The cost and the process
Access isn’t free: it currently costs $15,000 to procure a Future Homes design package and the accompanying streamlined planning process. The designs are available to landholders, developers and social housing providers.
Timing matters — a planning application must be lodged within 12 months of purchasing the designs (an extension may be available from the department). So it’s worth confirming your site is genuinely eligible and your numbers work before you buy the package.

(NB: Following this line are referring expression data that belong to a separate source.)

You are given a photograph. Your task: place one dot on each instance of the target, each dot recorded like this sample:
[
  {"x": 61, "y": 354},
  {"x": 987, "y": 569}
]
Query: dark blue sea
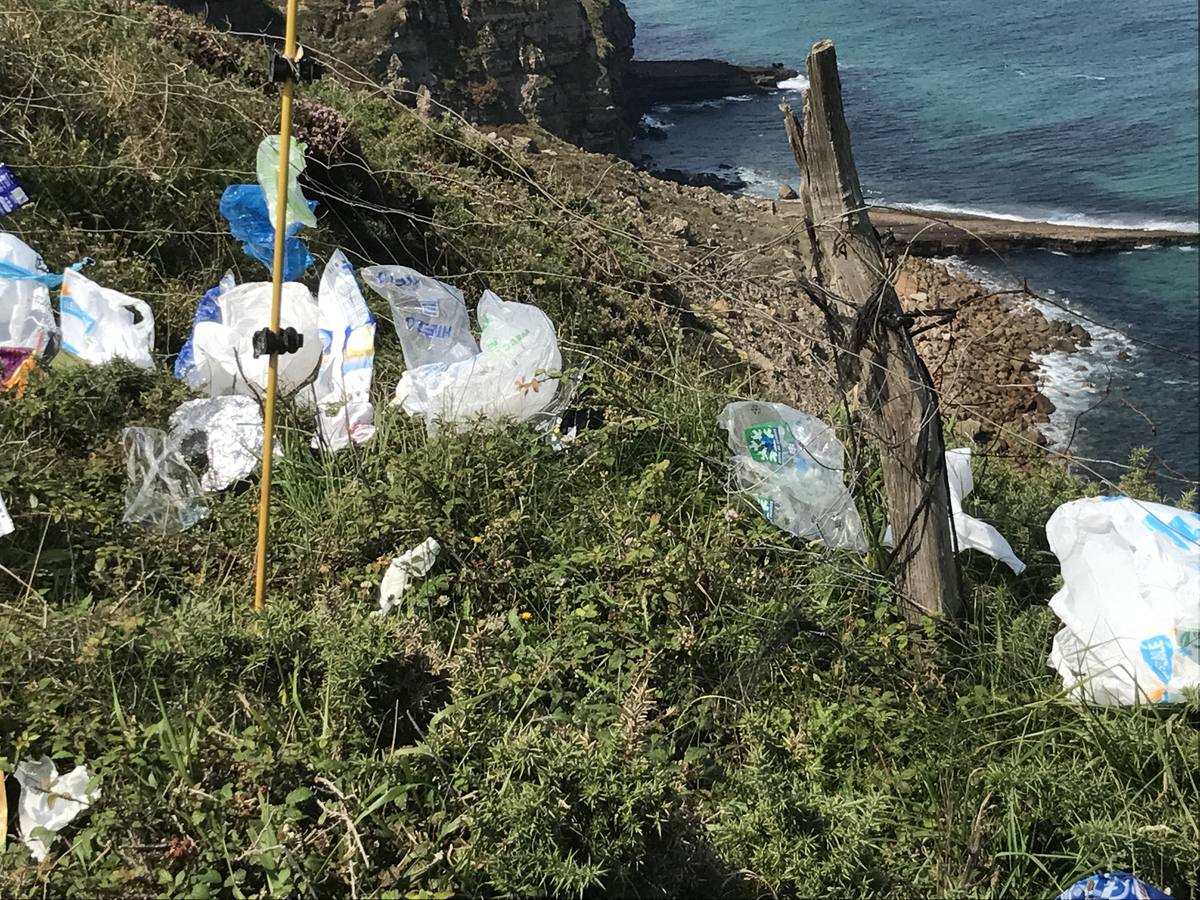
[{"x": 1065, "y": 112}]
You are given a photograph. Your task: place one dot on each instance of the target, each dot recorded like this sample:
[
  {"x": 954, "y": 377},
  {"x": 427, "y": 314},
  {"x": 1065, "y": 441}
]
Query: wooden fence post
[{"x": 849, "y": 280}]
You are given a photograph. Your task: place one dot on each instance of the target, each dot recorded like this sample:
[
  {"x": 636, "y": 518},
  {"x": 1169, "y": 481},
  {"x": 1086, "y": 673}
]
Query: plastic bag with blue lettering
[
  {"x": 342, "y": 391},
  {"x": 27, "y": 318},
  {"x": 510, "y": 378},
  {"x": 792, "y": 465},
  {"x": 268, "y": 169},
  {"x": 430, "y": 317},
  {"x": 1131, "y": 600},
  {"x": 208, "y": 310},
  {"x": 245, "y": 209}
]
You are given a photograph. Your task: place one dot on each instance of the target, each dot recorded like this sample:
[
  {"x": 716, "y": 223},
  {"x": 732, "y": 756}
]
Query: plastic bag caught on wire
[
  {"x": 342, "y": 391},
  {"x": 227, "y": 432},
  {"x": 162, "y": 492},
  {"x": 1129, "y": 611},
  {"x": 430, "y": 317},
  {"x": 244, "y": 208},
  {"x": 792, "y": 465},
  {"x": 27, "y": 318},
  {"x": 222, "y": 346},
  {"x": 268, "y": 169},
  {"x": 507, "y": 379}
]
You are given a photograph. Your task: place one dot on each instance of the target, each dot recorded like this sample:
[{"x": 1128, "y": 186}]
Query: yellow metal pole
[{"x": 273, "y": 372}]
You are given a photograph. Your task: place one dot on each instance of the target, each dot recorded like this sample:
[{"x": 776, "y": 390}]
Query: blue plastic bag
[
  {"x": 245, "y": 208},
  {"x": 12, "y": 195},
  {"x": 1113, "y": 886}
]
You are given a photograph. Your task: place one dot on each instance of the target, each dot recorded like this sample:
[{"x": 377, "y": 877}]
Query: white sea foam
[
  {"x": 799, "y": 83},
  {"x": 1073, "y": 382},
  {"x": 1060, "y": 219},
  {"x": 653, "y": 121}
]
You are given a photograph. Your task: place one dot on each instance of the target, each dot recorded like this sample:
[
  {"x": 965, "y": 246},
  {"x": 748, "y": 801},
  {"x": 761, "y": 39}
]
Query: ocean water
[{"x": 1075, "y": 112}]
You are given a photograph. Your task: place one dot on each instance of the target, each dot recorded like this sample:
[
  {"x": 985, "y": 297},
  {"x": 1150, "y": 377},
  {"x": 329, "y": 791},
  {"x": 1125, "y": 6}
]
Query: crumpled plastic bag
[
  {"x": 222, "y": 345},
  {"x": 507, "y": 378},
  {"x": 162, "y": 492},
  {"x": 430, "y": 317},
  {"x": 244, "y": 208},
  {"x": 225, "y": 431},
  {"x": 101, "y": 325},
  {"x": 342, "y": 391},
  {"x": 268, "y": 169},
  {"x": 1129, "y": 611},
  {"x": 27, "y": 318},
  {"x": 792, "y": 465},
  {"x": 1113, "y": 886},
  {"x": 49, "y": 801},
  {"x": 403, "y": 570}
]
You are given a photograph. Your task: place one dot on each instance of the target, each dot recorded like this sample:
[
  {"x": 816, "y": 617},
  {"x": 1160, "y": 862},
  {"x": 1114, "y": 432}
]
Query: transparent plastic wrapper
[
  {"x": 505, "y": 381},
  {"x": 101, "y": 325},
  {"x": 244, "y": 208},
  {"x": 227, "y": 432},
  {"x": 403, "y": 570},
  {"x": 792, "y": 465},
  {"x": 162, "y": 492},
  {"x": 342, "y": 391},
  {"x": 222, "y": 347},
  {"x": 268, "y": 169},
  {"x": 49, "y": 801},
  {"x": 1131, "y": 600},
  {"x": 27, "y": 318},
  {"x": 430, "y": 317}
]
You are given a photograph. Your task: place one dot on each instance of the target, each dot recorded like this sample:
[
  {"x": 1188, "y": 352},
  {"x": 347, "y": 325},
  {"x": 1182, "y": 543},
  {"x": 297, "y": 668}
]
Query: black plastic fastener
[{"x": 286, "y": 341}]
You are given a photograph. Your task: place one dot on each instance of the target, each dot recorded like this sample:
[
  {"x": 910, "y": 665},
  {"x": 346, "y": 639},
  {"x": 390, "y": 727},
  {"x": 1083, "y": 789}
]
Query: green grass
[{"x": 617, "y": 682}]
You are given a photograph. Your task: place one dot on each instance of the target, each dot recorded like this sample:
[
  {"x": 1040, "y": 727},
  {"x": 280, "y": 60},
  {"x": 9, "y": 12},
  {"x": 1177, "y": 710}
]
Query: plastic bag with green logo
[
  {"x": 791, "y": 463},
  {"x": 269, "y": 178}
]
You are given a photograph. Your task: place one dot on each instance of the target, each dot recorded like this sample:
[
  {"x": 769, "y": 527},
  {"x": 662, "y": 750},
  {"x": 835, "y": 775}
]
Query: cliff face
[{"x": 559, "y": 63}]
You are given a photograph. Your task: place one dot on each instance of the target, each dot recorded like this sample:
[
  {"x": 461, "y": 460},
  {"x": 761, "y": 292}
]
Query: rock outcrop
[
  {"x": 562, "y": 64},
  {"x": 697, "y": 79}
]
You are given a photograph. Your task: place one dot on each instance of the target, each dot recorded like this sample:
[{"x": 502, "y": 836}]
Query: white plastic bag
[
  {"x": 49, "y": 801},
  {"x": 101, "y": 325},
  {"x": 268, "y": 169},
  {"x": 403, "y": 569},
  {"x": 792, "y": 463},
  {"x": 1131, "y": 600},
  {"x": 162, "y": 492},
  {"x": 430, "y": 317},
  {"x": 505, "y": 381},
  {"x": 27, "y": 319},
  {"x": 223, "y": 348},
  {"x": 225, "y": 431},
  {"x": 973, "y": 533},
  {"x": 342, "y": 391}
]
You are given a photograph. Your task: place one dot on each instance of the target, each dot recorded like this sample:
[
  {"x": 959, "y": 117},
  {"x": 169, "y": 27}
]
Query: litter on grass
[
  {"x": 792, "y": 465},
  {"x": 342, "y": 391},
  {"x": 49, "y": 801},
  {"x": 514, "y": 376},
  {"x": 403, "y": 570},
  {"x": 227, "y": 432},
  {"x": 1129, "y": 611},
  {"x": 162, "y": 492},
  {"x": 222, "y": 342},
  {"x": 101, "y": 325}
]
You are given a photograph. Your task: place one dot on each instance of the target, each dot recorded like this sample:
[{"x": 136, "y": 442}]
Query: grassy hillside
[{"x": 617, "y": 682}]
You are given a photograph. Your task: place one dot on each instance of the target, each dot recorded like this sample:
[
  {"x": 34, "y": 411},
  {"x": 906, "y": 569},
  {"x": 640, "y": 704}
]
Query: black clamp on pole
[
  {"x": 269, "y": 343},
  {"x": 301, "y": 69}
]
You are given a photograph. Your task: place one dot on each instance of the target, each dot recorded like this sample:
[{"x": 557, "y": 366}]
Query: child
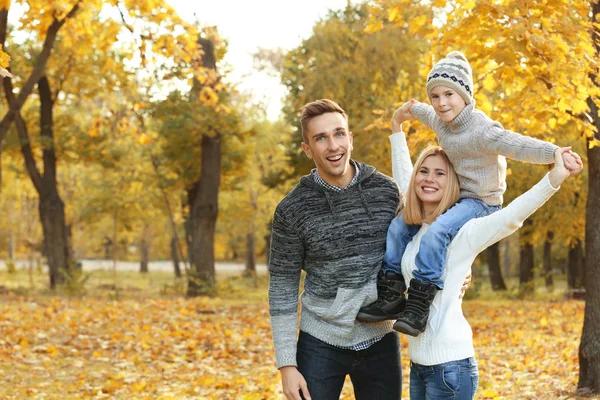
[{"x": 476, "y": 145}]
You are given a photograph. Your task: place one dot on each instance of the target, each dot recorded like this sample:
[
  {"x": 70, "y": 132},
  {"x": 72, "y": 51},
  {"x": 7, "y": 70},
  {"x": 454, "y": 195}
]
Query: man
[{"x": 333, "y": 226}]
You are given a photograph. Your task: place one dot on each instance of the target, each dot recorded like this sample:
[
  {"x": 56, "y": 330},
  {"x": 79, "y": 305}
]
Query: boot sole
[
  {"x": 402, "y": 327},
  {"x": 371, "y": 318}
]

Is Future Homes right for your project?
Future Homes can be a strong fit if you have a suitable medium-density site, you’re comfortable building from a pre-approved design rather than a fully custom one, and the speed and appeal-exemption are valuable to your feasibility. It’s less suited to sites with unusual constraints, or to developers who want a fully custom, one-off architectural response for marketing or site-specific reasons. We’ve found the appeal exemption matters most on sites where a determined objector could otherwise add months at VCAT.
It also sits alongside other accelerated pathways — including the Great Design Fast Track and the deemed-to-comply provisions emerging through the Townhouse and Low-Rise Code — so the right pathway depends on your scale, site and design ambitions. For three-storey apartment design standards more broadly, see our guide to Clause 58 apartment design.
Frequently asked questions
Does Future Homes guarantee a permit?
No. It offers a faster, more certain pathway and removes third-party appeal rights for eligible applications, but the responsible authority still assesses the application against the provision and your site. It improves the odds and the timeline; it does not guarantee approval.
How long does a Future Homes planning permit take?
There is no fixed statutory clock unique to Future Homes, but the streamlined process is designed to deliver a decision in around half the standard 60 days. The larger saving usually comes from the exemption from third-party review — because neighbours cannot appeal an eligible decision to VCAT, you avoid the months a contested hearing can add.
Can I change the pre-approved design?
The designs are intended to be adapted to your site, but the more you depart from the exemplar, the more you risk falling outside the streamlined pathway. Much of the value is in staying close to the approved design.
Is Future Homes only for apartments?
The current exemplar designs are for three-storey apartment buildings. Developers focused on townhouses or dual occupancies may instead be looking at the Townhouse and Low-Rise Code’s deemed-to-comply pathway.
What did VC269 change about parking?
VC269 reduced the mandatory car parking requirement for Future Homes developments to 0.6 spaces per dwelling, down from 1.0 — which can improve the feasibility of a compliant layout.
Further reading: the Victorian Government’s Future Homes program page sets out the current exemplar designs, eligibility and streamlined process.
This article is general information for Victorian property developers and does not constitute professional advice. Planning provisions change; always confirm the current Future Homes criteria and consult a registered architect and qualified planning adviser for your specific site.